Senator Klobuchar: Very good, thank you for that great answer. Ms. Poo, and this one kind of plays off of what Dr. Holder was talking about here on the child care issue. We know, again, another big magnifying glass during the pandemic, about the issue of child care. And especially -- actually, Senator Sullivan and I have a bipartisan bill on helping to train more workers and trying to address the shortage of affordable child care. And so part of it’s training, but a lot of it is wages, trying to attract people to this occupation. So it's the double whammy, there's not enough child care, and then we don't have enough people working in it, and then if they're not paid enough we’re not going to get them to work in it. And we have these literal child care deserts in some of the rural areas of my state where we would actually be able to add jobs and there's employers out there. Could you talk, Ms. Poo, about some policy solutions we should consider when it comes to increased pay for domestic workers, how we do that while still making child care affordable? And, the same kind of chicken and egg thing in the wages, making it affordable, and then also making sure we have the supply.

Ms. Ai-jen Poo: Absolutely, thank you so much Senator Klobuchar for your leadership on so many of these issues that are about equity and opportunity for women. There is a whole series of investments that we need to make in making child care, quality child care, much more affordable and accessible to American families. And the American Families Plan that the President has put forward and some parts of the American Jobs Plan begin to make those investments, and I know there are a number of child care bills in Congress that are about making child care much more affordable and accessible.

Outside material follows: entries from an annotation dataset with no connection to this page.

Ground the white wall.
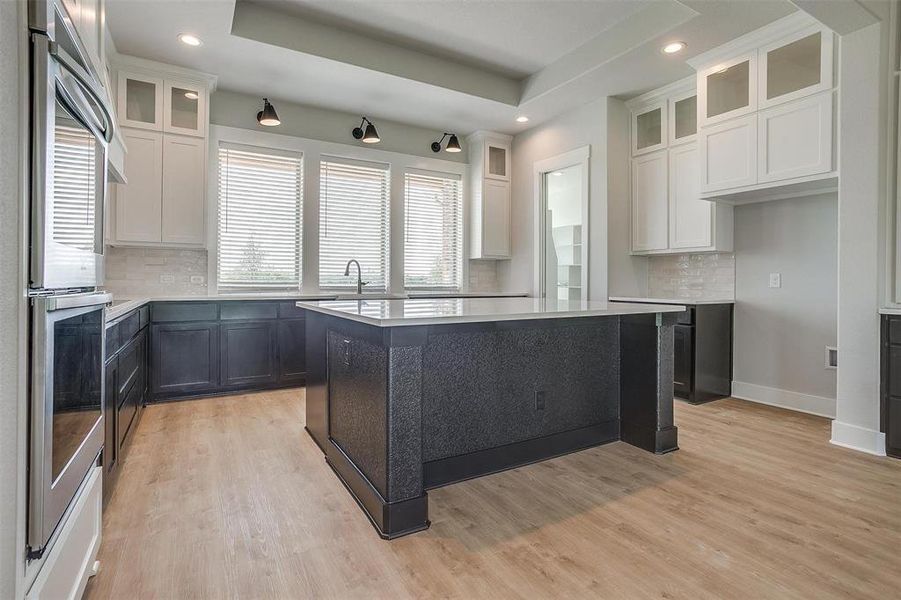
[832,15,889,454]
[506,98,647,300]
[0,2,25,598]
[733,193,838,417]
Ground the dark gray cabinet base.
[150,300,306,401]
[880,315,901,458]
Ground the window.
[404,171,463,290]
[319,156,389,290]
[218,145,303,289]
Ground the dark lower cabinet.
[880,315,901,458]
[219,321,278,387]
[150,321,219,398]
[101,307,149,504]
[150,300,306,400]
[278,319,307,383]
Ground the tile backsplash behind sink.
[104,246,499,298]
[648,253,735,299]
[104,247,207,298]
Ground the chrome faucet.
[344,258,368,295]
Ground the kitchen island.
[297,298,685,538]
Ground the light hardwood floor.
[86,390,901,600]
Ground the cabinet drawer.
[219,301,278,321]
[119,311,141,345]
[150,302,219,323]
[278,300,307,319]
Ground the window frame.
[403,167,467,293]
[215,140,306,294]
[205,124,470,297]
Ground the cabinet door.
[632,150,668,252]
[698,114,757,192]
[115,129,163,242]
[278,319,307,383]
[698,50,757,127]
[116,71,163,131]
[667,91,698,145]
[163,80,207,137]
[161,134,206,246]
[673,325,694,399]
[758,27,833,109]
[219,321,278,386]
[757,91,832,183]
[150,322,219,396]
[482,179,510,258]
[632,101,667,156]
[485,140,510,181]
[669,144,714,248]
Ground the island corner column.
[620,313,679,454]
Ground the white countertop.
[297,298,685,327]
[610,296,735,306]
[106,292,527,321]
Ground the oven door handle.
[43,292,113,312]
[50,42,116,143]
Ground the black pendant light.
[351,117,382,144]
[257,98,282,127]
[431,132,463,152]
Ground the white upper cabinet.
[689,11,838,204]
[667,88,698,146]
[698,51,757,127]
[117,70,209,137]
[627,77,732,254]
[632,150,668,251]
[758,27,834,109]
[109,58,215,247]
[466,131,513,259]
[632,99,667,155]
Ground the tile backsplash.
[105,247,499,299]
[105,247,207,298]
[648,253,735,299]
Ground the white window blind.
[218,144,303,289]
[404,171,463,290]
[53,124,97,251]
[319,156,390,290]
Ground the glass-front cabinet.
[632,100,667,155]
[117,71,208,137]
[698,51,757,125]
[759,27,833,109]
[669,89,698,144]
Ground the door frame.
[532,145,591,302]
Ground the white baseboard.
[829,421,885,456]
[732,381,835,419]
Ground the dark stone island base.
[306,311,677,539]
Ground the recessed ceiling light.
[178,33,203,46]
[663,42,688,54]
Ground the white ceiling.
[254,0,649,79]
[107,0,795,134]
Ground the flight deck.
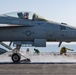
[0,52,76,75]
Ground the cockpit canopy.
[1,12,46,21]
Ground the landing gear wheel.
[11,53,21,62]
[25,58,31,63]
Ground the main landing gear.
[11,45,30,63]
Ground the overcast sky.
[0,0,76,25]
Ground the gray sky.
[0,0,76,25]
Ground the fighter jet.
[0,12,76,62]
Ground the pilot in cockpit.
[24,13,29,19]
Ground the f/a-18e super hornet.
[0,12,76,62]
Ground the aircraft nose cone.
[0,48,7,54]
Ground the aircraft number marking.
[25,30,31,36]
[60,25,66,30]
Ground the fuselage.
[0,12,76,44]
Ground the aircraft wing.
[0,16,34,27]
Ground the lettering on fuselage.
[23,30,34,36]
[25,30,31,36]
[59,25,66,30]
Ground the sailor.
[34,48,40,54]
[24,13,29,19]
[60,47,73,55]
[26,48,30,53]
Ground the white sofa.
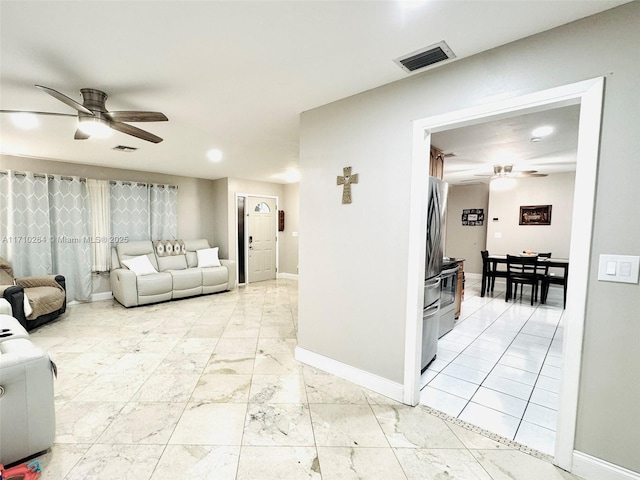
[111,239,236,307]
[0,314,56,465]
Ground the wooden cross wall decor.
[338,167,358,204]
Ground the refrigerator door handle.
[424,275,442,288]
[422,303,440,318]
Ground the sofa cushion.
[200,267,229,287]
[153,240,187,258]
[116,240,158,270]
[196,247,222,268]
[184,238,209,268]
[158,255,187,272]
[136,272,173,297]
[122,255,158,275]
[169,268,202,290]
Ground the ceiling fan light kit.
[78,113,113,138]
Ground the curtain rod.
[0,170,178,190]
[6,171,87,182]
[109,180,178,190]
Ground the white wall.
[299,2,640,471]
[279,183,300,275]
[487,172,576,258]
[444,184,490,274]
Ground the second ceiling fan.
[2,85,169,143]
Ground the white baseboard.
[296,347,404,402]
[91,292,113,302]
[276,273,298,280]
[571,451,640,480]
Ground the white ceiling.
[0,0,628,183]
[438,104,580,185]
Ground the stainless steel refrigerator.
[421,177,448,372]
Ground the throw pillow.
[122,255,158,276]
[153,240,167,257]
[196,247,222,268]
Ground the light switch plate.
[598,254,640,283]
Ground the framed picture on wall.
[520,205,551,225]
[462,208,484,227]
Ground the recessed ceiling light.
[531,126,553,138]
[207,148,222,162]
[11,112,39,129]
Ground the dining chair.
[536,252,551,301]
[480,250,507,292]
[505,254,540,305]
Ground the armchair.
[0,257,67,330]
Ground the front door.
[247,197,277,283]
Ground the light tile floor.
[22,280,577,480]
[420,279,563,454]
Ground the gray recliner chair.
[0,257,67,330]
[0,314,56,465]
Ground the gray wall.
[299,2,640,471]
[444,184,490,273]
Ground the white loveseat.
[0,314,56,464]
[111,239,236,307]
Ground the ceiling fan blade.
[110,122,162,143]
[0,110,77,117]
[105,112,169,122]
[36,85,93,115]
[73,129,91,140]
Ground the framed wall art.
[520,205,551,225]
[462,208,484,227]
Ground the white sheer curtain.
[110,181,150,243]
[87,178,111,272]
[149,185,178,240]
[48,175,94,301]
[0,171,13,259]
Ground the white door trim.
[235,193,280,285]
[404,77,604,471]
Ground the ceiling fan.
[475,165,547,178]
[0,85,169,143]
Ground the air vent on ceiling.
[394,40,456,72]
[113,145,137,152]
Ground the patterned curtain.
[110,181,150,243]
[3,172,52,277]
[48,175,94,301]
[149,185,178,240]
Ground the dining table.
[480,253,569,297]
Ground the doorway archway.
[404,77,604,471]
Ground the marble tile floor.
[22,280,577,480]
[420,279,564,455]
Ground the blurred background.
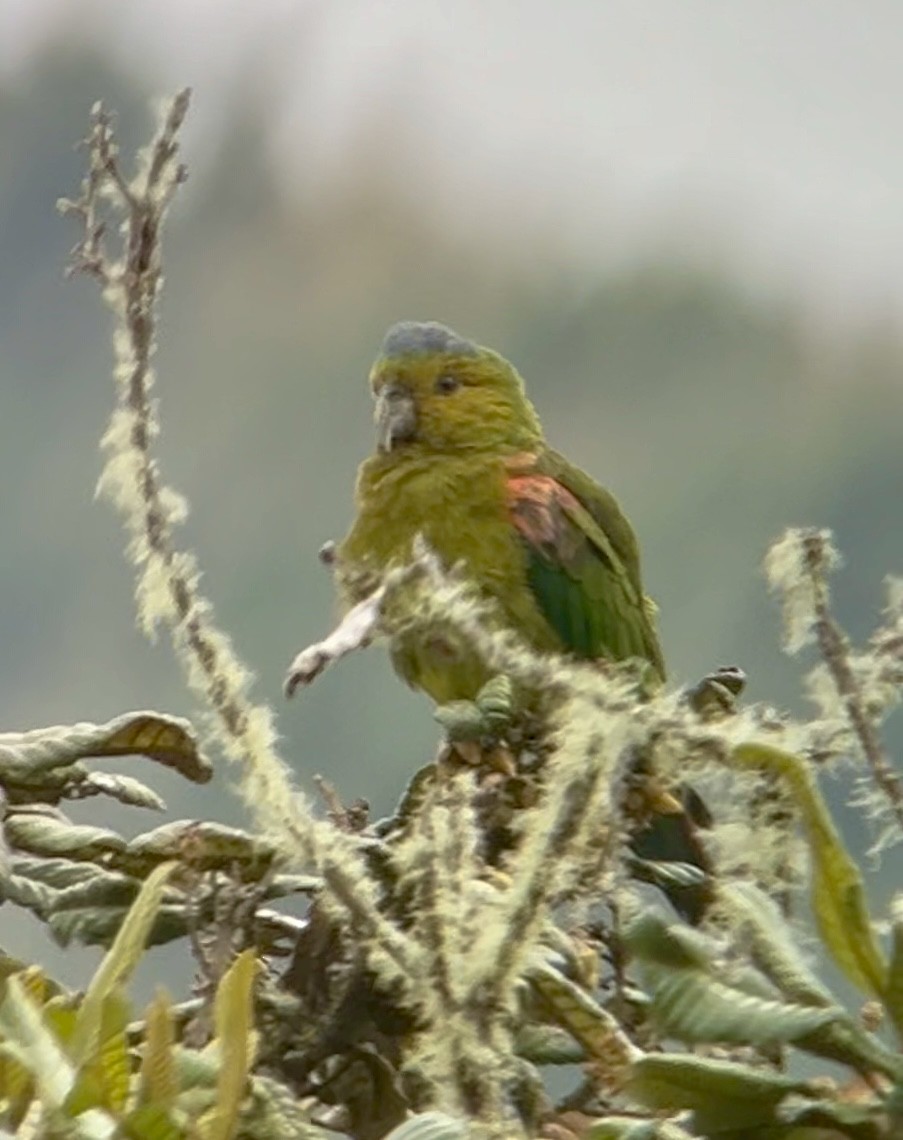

And I think that childcare funding at the federal level should also be tied to rate-setting and insurance that we are also raising the wages for child care workers. What I see is that we end up losing some of our best care workers and care providers and early childhood educators to other low wage service jobs because they simply can't make ends meet doing this work, despite the fact that they see it as their calling. So raising the wages, improving access to benefits, would be huge for this workforce

Senator Klobuchar: Right, exactly, and I would think figuring out how to help fund some of it so that you can still have it be affordable while increasing the wages. 

Ms. Poo: Exactly.

Senator Klobuchar: Alright, thank you very much, and thank you Mr. Chairman. I just went a little bit over my time, allow others to go!